A member of the so-called “Gang of Eight” senators who are leading the charge on bi-partisan immigration reform today said that a startup visa has a “good shot” at being included in the final legislative proposal put before Congress.
Startup community leaders have been lobbying Congress to include a visa for foreigners who want to start companies in the US in legislation for comprehensive immigration reform. While the Gang of Eight has indicated ready support for increasing the cap on H-1B visas for high-skilled immigrants and creating visas to keep people with advanced degrees in science, technology, engineering, and math in the US, they have so far given no public indication as to whether or not their final proposal would also include a provision for a startup visa.
The omission has concerned startup advocates, who argue that such a visa is crucial for attracting and retaining top tech talent that would help fuel job growth in the country. Earlier today, the Kauffman Foundation released a report that said a startup visa could help create 1.6 million jobs over the course of 10 years.

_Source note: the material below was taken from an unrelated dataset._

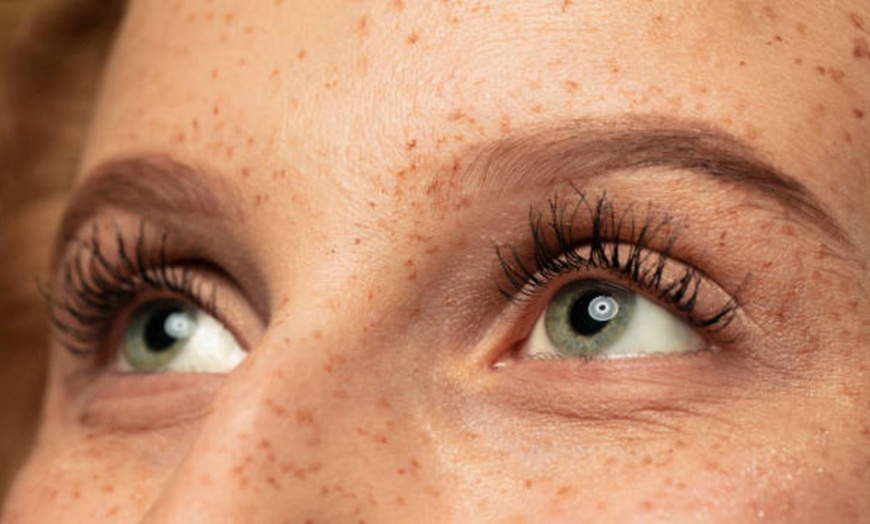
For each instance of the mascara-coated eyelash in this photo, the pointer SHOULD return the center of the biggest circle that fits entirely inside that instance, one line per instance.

Speaking today at a roundtable event on immigration hosted by Engine Advocacy and the Consumer Electronics Association in the Capitol, Sen. Jeff Flake (R-AZ) provided hope for supporters of the visa. In response to a question from PandoDaily about how likely it is that such a visa would be included in the final proposal put before Congress, Sen. Flake said “There’s a good chance.” He did not, however, address a part of the question that asked why such a visa has so far not been mentioned among the Gang of Eight’s proposals. Perhaps partly because of that lack, Sen. Jerry Moran (R-KS) has made a startup visa a key part of his recently introduced Startup Act 3.0 bill, which is co-sponsored by Sen. Mark Warner (D-VA), Sen. Chris Coons (D-DE), and Sen. Roy Blunt (R-MO).

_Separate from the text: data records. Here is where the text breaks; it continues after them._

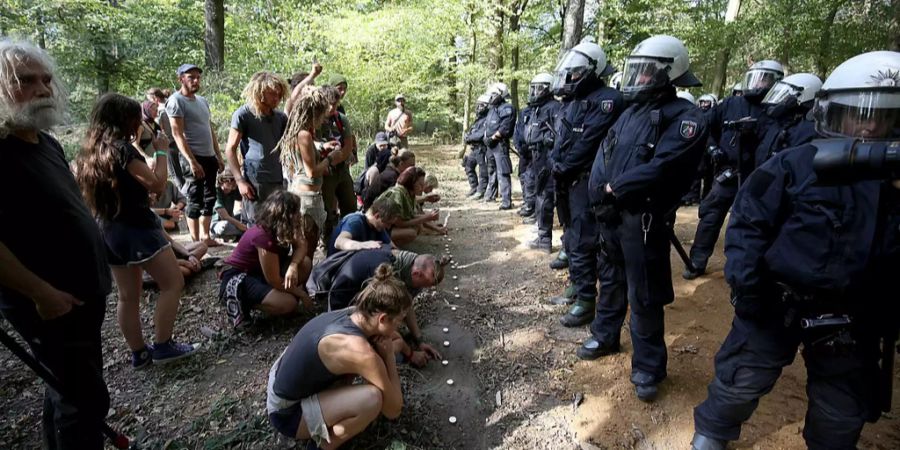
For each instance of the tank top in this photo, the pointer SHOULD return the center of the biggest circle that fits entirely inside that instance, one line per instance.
(299, 372)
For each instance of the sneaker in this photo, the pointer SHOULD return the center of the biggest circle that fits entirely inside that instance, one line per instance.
(170, 350)
(141, 359)
(235, 311)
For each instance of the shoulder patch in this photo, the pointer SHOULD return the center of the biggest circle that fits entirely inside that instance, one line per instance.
(688, 129)
(606, 106)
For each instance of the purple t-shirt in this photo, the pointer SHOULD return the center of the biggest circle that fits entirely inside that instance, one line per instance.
(246, 255)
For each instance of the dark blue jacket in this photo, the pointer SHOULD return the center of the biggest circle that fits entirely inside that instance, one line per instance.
(734, 108)
(502, 119)
(650, 168)
(475, 135)
(778, 134)
(784, 227)
(581, 124)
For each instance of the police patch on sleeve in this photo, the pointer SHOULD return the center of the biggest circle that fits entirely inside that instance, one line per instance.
(688, 129)
(606, 106)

Meanwhile, three other members of Congress at the roundtable all expressed support for innovation-friendly reform of immigration laws. Rep. Jason Chaffetz (R-UT, 3rd District) stood out as a lone voice calling for “piecemeal” reform that would separate high-skilled immigration issues from more controversial issues like finding a path to citizenship for illegal immigrants.
“We need to tackle this piecemeal as opposed to one big comprehensive bill,” Chaffetz said. He urged the audience of startups, who were attending the session as part of Startup Day on the Hill, to help prevent the bill from collapsing under its own weight. “The comprehensive side has been tried in the past and it has fallen down at the finish line every time,” he said.
However, Chaffetz was occupying a minority position. President Obama and the Democratic-controlled Senate have said they will formally oppose any immigration reform bill that isn’t comprehensive. Rep. Susan DelBene (D-WA, 1st District), a former entrepreneur, said she comes from a unique district that encompasses high-tech companies such as Microsoft and Amazon, as well as agricultural areas that rely on immigrant labor. She said that it’s important to pass comprehensive reform to serve all those groups. “It is important for them and our overall economy that we address those issues quickly,” she said.
Rep. Judy Chu (D-CA, 27th District) said that “We should have in this country the philosophy that we value immigrants.” She also argued that the family visa, which has not been updated in two decades, should be a priority. Even if an immigrant gets an H-1B visa, she noted, his or her spouse are still not allowed to work in the US, can’t get a driver’s license, and can’t open a bank account.
It was Sen. Flake, however, who had the most sobering message for his fellow Republican, Chaffetz. Flake, who earlier joked that he joined the Gang of Eight because “I just always wanted to be part of a gang!” said that Congress must consider comprehensive reform because of stark political realities. Said Sen. Flake: “We have to realize it’s not our party that’s in control of the Senate.”